Earlier this week, as the Senate and House Foreign Affairs Committees were wrestling with subtle issues surrounding the Benghazi attacks that killed four Americans, I mentioned that the new leadership and new membership there, and at the Office of the Secretary of State, would be facing real and important Issues in the coming months and years.
Now we are faced with a threat from North Korean leader Kim Jong Un much stronger and more immediate than any rhetoric thus far heard from belligerent Iran.

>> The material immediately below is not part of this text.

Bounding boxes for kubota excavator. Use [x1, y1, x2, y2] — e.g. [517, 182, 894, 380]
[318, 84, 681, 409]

The North Korea National Defense Commission, headed by the young Jong Un himself, expressed the deeply felt hatred of Pyongyang for the United States. “We do not hide that a variety of satellites and long-range rockets which will be launched by the Democratic People's Republic of Korea one after another and a nuclear test of higher level which will be carried out by it in the upcoming all-out action, a new phase of the anti-U.S. struggle that has lasted century after century, will target against the U.S., the sworn enemy of the Korean people." The Commission pledged to “conduct a nuclear test as part of a ‘new phase’ of combat with the United States…” they boasted that the forthcoming nuclear testing would be part of a new phase of confrontation with the United States. "Settling accounts with the U.S. needs to be done with force, not with words, as it regards jungle law as the rule of its survival."
Can we call these harsh words rhetoric? Even in the event little or no substantial proof of this ill-intent is forthcoming, can we ignore these threats, formally put forward by the leader of an enemy nation?